Response : This is very likely because the paper presents the work of a master thesis that is available in a public repository. In addition, a preliminary version of the paper also appeared in a conference, and the submitted paper has been also made available on arxiv.

Master thesis: http://urn.kb.se/resolve?urn=urn:nbn:se:hh:diva-42141

Conference paper: https://ieeexplore.ieee.org/document/9413241 and https://arxiv.org/abs/2007.07396

The submitted paper: https://arxiv.org/abs/2207.01927

 

  1. Reference section is missing.

Response: In our local latex compilation, the references section was present, so we do not know what could happen. We will make sure that in the current submission, the references section is available in the paper generated by the submission system.

 

  1. the paper was submitted as an article, but it looks like a review paper, consisting of 34 pages. It is recommended to reduce section 2. 

Response: Section 2 (related work) has been reduced/summarized as requested.

 

Therefore, it is recommended to revise the paper completely and include the reference. 

Reviewer 3 Report

The authors consider real-time drone detection and tracking using different sensing modalities, which is a timely topic of broad interest to researchers working on signal processing, sensor fusion, and other related fields.
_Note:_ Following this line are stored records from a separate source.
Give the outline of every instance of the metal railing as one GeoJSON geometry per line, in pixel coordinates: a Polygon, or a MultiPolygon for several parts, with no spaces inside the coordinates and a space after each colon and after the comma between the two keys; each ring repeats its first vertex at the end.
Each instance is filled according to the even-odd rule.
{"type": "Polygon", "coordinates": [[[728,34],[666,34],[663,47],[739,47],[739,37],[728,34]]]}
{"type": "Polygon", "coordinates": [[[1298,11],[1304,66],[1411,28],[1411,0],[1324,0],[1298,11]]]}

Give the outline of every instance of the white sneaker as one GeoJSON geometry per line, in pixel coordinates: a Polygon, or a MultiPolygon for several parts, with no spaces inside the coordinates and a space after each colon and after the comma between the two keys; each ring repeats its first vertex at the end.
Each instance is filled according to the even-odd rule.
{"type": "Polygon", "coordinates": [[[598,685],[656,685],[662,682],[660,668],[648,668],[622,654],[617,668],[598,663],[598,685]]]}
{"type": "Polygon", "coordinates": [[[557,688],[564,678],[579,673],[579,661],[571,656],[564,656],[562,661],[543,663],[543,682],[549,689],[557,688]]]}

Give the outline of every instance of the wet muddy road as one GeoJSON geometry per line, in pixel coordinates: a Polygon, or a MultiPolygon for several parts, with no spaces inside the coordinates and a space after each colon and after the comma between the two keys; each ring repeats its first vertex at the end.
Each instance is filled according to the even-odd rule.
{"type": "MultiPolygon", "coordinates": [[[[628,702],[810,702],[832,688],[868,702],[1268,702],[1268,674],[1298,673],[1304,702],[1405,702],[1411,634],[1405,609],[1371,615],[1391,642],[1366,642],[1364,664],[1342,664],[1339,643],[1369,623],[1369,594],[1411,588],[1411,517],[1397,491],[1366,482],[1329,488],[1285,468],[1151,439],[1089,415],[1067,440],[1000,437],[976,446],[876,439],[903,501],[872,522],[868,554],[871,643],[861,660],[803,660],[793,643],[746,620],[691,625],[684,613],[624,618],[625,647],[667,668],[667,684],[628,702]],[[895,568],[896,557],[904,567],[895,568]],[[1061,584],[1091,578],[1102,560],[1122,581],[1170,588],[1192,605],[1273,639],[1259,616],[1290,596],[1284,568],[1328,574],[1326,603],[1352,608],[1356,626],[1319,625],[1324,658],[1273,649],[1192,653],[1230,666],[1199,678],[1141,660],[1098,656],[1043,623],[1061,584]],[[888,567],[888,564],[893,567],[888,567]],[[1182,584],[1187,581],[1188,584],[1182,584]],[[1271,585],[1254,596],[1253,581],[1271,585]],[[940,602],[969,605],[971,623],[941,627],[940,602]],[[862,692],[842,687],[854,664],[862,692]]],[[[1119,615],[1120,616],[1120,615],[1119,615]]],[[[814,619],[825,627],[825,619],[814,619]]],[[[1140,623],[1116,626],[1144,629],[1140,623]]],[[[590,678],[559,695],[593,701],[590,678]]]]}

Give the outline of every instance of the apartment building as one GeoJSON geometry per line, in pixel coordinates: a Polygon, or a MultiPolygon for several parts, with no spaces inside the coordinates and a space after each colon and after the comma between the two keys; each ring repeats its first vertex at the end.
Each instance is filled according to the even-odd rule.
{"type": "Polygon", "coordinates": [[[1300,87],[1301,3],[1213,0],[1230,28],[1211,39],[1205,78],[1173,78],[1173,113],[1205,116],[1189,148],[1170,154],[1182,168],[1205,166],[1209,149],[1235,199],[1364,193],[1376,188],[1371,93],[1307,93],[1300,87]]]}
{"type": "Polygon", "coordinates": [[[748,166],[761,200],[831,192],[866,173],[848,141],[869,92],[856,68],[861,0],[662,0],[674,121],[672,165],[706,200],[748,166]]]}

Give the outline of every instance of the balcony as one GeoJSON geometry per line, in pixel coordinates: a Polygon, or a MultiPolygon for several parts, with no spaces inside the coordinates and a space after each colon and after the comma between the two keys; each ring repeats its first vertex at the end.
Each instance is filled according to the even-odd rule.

The paper is quite comprehensive with great technical details and provides real data sets. Overall, the paper is easy to follow and well organized. To further enrich the scope of this paper, the authors may discuss a bit about distributed detection and tracking; while in this scenario, each distributed agent may only have access to a few common modalities/features and how to fuse the information in a collaborative and optimal manner is interesting to see. The authors may refer to the following paper which brought up some discussions in the same regard.

https://ieeexplore.ieee.org/abstract/document/9250516/ 

Author Response

Reviewer 3

The authors consider real-time drone detection and tracking using different sensing modalities, which is a timely topic of broad interest to researchers working on signal processing, sensor fusion, and other related fields. The paper is quite comprehensive with great technical details and provides real data sets. Overall, the paper is easy to follow and well organized. To further enrich the scope of this paper, the authors may discuss a bit about distributed detection and tracking; while in this scenario, each distributed agent may only have access to a few common modalities/features and how to fuse the information in a collaborative and optimal manner is interesting to see. The authors may refer to the following paper which brought up some discussions in the same regard.

https://ieeexplore.ieee.org/abstract/document/9250516/ 

 

Response: Thank you for the interesting suggestion. Indeed, distributed operation was mentioned as future work, but not elaborated. In the new version, we have added a discussion about this topic in the conclusions section:

“In a distributed scenario [60], several agents (detection stations in our case) could cooperate, each one maybe having access to a few sensing modalities only, or to a varying degree of computing capabilities or battery power. Replicating one collection station with many different sensors may be cost-prohibitive, or difficult if transport and deployment needs to be done quickly (e.g. we used a lighter version with only two sensors and manual steering for dataset collection, Figure 2). However, cooperative operation entails challenges, such as handling orchestration and task distribution between units, connectivity via 4G/5G networks, or cloud/edge computing if the deployed hardware lacks such capability. Another challenge is the optimal fusion of information from sources that may have different data quality (e.g. sensors with different features), different modalities (e.g. visible, NIR, audio...), or different availability at a given time (e.g. a specific sensor is not deployed or the object is not visible from that location). In the case of visual sensors, there is also need to match targets observed by sensors in different physical locations, since the object is seen from a different point of view. On the other hand, the first station that detects a target can notify it and provide useful information to aid in the detection by the others.”